Since then, I'll usually prepare story 'beats'. Like, "if the players do X, I can have Y happen, and I think that's a likely path so I'll have some preparations made for that". ("If you find the giant demon-beast that you might stumble across, I'll have a truly Lovecraftian description of it already prepared so you don't have to wait 20 minutes on me to type one up.") If you do go to this casino, here's a few NPCs I can use in this scenario; if you don't, hey, I'll find ways for you to stumble across this one of those NPCs. Etc.
I'm right about what the players will do maybe half of the time; the other half of the time, I find myself going, "Well. I did not expect that. Let's see what happens next." And honestly, those can be some of the best ones.
I think this is partly on Evennia, not just the Arx staff. (Sorry, Griatch.)
Specifically, Evennia generates a lot of the documentation automatically for each command; in a lot of ways, this is great; you include the documentation in the command source code, and a helpfile is made for it. No worries about documentation being out-of-date; you edit the command, you edit the description RIGHT THERE. I wish more things supported this.
But conversely, if you alias a command to another command then 'help' for both commands will give you the same help text; this leads to the home/+home, time/@time versus guards/@guards/+guards situation you describe. And additionally, since the coder is writing the documentation right there in the command, you... well, are getting coder-written documentation. Which (as a coder) I must admit is not always the ideal; sometimes you want an editing pass by someone who doesn't think in terms of code.
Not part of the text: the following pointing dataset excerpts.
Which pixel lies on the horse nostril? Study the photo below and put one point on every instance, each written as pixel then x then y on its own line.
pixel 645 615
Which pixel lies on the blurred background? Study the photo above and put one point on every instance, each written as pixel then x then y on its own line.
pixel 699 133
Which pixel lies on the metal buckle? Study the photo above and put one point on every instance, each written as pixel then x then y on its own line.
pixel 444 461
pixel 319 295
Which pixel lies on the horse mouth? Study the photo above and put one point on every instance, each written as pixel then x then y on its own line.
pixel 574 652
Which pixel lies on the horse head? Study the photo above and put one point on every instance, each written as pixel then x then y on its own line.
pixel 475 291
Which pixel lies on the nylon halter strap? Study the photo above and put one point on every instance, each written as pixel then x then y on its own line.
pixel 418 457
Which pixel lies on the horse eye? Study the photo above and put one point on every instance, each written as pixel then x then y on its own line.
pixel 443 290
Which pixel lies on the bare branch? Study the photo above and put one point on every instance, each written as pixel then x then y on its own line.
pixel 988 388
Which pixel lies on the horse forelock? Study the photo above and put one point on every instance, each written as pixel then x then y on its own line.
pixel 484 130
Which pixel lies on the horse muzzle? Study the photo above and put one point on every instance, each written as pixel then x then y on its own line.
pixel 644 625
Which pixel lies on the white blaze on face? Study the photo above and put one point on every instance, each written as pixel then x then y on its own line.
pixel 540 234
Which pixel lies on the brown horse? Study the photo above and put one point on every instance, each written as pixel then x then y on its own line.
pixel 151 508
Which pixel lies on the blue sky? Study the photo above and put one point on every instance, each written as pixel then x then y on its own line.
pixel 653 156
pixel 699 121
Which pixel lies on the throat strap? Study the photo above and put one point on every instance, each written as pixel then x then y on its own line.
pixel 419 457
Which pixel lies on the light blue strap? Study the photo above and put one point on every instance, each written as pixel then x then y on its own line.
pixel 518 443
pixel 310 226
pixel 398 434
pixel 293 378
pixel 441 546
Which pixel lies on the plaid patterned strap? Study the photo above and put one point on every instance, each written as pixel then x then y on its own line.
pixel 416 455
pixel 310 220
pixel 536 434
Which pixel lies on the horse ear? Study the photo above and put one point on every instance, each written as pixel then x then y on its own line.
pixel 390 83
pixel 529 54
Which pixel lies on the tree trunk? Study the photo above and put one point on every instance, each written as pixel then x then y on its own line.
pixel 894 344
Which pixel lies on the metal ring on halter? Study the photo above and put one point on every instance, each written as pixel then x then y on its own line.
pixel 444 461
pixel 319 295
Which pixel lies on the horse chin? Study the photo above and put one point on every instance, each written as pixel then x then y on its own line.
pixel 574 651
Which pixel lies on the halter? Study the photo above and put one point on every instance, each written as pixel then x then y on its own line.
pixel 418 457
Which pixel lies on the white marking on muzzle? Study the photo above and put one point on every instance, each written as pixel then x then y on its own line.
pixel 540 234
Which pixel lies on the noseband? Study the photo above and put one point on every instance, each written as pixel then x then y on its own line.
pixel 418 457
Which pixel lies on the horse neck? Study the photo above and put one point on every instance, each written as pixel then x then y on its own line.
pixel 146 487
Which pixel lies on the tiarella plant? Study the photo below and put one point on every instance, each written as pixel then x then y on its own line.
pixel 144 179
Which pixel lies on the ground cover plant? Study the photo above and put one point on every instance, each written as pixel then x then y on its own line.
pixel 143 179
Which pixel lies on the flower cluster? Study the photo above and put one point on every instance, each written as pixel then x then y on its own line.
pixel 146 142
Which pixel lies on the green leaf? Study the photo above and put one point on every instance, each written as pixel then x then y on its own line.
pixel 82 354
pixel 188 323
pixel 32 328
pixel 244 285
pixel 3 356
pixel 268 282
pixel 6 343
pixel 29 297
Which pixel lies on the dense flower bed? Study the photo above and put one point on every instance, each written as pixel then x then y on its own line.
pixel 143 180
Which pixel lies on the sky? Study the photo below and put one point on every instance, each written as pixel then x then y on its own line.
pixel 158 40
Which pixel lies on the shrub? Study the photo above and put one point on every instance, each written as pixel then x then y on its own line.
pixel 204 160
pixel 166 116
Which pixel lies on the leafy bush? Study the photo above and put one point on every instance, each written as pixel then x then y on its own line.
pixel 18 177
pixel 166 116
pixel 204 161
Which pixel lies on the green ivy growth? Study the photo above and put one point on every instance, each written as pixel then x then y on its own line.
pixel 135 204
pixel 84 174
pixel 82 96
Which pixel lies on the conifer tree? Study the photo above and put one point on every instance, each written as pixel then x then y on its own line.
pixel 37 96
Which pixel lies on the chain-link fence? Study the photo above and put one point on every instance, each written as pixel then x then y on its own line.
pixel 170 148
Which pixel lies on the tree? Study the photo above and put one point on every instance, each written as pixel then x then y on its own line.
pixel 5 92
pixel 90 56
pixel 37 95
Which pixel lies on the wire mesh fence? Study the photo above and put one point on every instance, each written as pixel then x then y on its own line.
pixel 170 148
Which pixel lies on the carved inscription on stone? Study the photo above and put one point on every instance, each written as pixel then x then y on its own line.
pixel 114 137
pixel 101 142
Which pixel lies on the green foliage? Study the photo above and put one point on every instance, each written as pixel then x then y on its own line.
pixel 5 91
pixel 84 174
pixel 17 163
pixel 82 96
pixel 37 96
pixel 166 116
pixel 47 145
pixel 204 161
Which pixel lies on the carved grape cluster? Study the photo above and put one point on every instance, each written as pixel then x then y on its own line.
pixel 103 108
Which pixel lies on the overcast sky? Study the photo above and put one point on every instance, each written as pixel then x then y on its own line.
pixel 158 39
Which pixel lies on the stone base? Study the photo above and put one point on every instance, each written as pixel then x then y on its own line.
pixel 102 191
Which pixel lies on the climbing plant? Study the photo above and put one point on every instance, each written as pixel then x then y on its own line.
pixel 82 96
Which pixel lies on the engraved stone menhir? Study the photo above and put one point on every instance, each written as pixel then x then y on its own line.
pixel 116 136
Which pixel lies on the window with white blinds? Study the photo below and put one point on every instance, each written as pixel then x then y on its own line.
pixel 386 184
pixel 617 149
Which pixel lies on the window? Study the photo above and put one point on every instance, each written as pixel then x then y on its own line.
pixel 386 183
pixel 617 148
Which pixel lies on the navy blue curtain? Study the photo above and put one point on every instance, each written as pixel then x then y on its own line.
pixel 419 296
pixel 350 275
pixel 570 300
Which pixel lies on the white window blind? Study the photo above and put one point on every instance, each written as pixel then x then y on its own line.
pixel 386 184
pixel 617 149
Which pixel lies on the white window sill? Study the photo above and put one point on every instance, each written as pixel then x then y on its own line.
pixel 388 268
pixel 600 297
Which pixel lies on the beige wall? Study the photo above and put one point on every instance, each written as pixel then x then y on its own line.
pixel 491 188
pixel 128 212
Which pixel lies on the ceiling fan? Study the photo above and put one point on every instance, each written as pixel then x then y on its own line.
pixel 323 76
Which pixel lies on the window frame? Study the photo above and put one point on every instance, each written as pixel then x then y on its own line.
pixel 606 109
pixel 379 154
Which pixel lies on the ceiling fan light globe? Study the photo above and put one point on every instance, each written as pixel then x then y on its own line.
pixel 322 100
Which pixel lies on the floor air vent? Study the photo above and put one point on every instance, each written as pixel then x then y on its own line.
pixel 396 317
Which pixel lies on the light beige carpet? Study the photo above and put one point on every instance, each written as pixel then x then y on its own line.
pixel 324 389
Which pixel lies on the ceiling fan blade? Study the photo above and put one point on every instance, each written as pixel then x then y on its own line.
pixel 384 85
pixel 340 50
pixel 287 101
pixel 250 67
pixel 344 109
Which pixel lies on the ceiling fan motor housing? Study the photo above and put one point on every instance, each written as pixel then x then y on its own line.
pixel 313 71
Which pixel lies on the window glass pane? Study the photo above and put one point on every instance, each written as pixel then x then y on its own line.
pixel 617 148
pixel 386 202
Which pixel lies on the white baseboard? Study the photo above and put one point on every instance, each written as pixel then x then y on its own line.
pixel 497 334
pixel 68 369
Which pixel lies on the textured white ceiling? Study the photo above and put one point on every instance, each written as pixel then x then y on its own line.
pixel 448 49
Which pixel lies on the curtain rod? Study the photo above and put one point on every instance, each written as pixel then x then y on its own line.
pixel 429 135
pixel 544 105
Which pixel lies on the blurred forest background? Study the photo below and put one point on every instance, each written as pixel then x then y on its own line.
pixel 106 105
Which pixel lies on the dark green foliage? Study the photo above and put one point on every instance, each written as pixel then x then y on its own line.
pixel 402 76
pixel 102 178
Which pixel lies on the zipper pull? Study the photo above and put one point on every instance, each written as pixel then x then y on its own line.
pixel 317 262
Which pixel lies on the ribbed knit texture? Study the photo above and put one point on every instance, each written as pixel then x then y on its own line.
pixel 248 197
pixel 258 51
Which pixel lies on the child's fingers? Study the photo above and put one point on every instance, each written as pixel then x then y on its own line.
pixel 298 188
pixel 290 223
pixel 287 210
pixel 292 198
(That said, I object on general design principle to having command, +command, and @command do different things.)
@Ominous said in Coming Soon: Arx, After the Reckoning:
@Thenomain
@clues are mechanical means of tracking who knows what.
But they're not! I mean, the whole problem was that many of us (me included, as noted) treated them as if they were just a means of tracking who knew what. Which is why they spread so far so fast, and left poor Apos spending a non-trivial amount of time every week writing like 30 new ones.
They're supposed to be a mechanical means of tracking who has the proof of what.
It's possible to know something ICly without a @clue, after all; I could tell you something, and now you know that thing even if I don't share the @clue. It's when I give you the @clue—the proof of that thing—that you have the evidence to know it's right, or to potentially convince others.
At least, that's my understanding based on discussions of the system.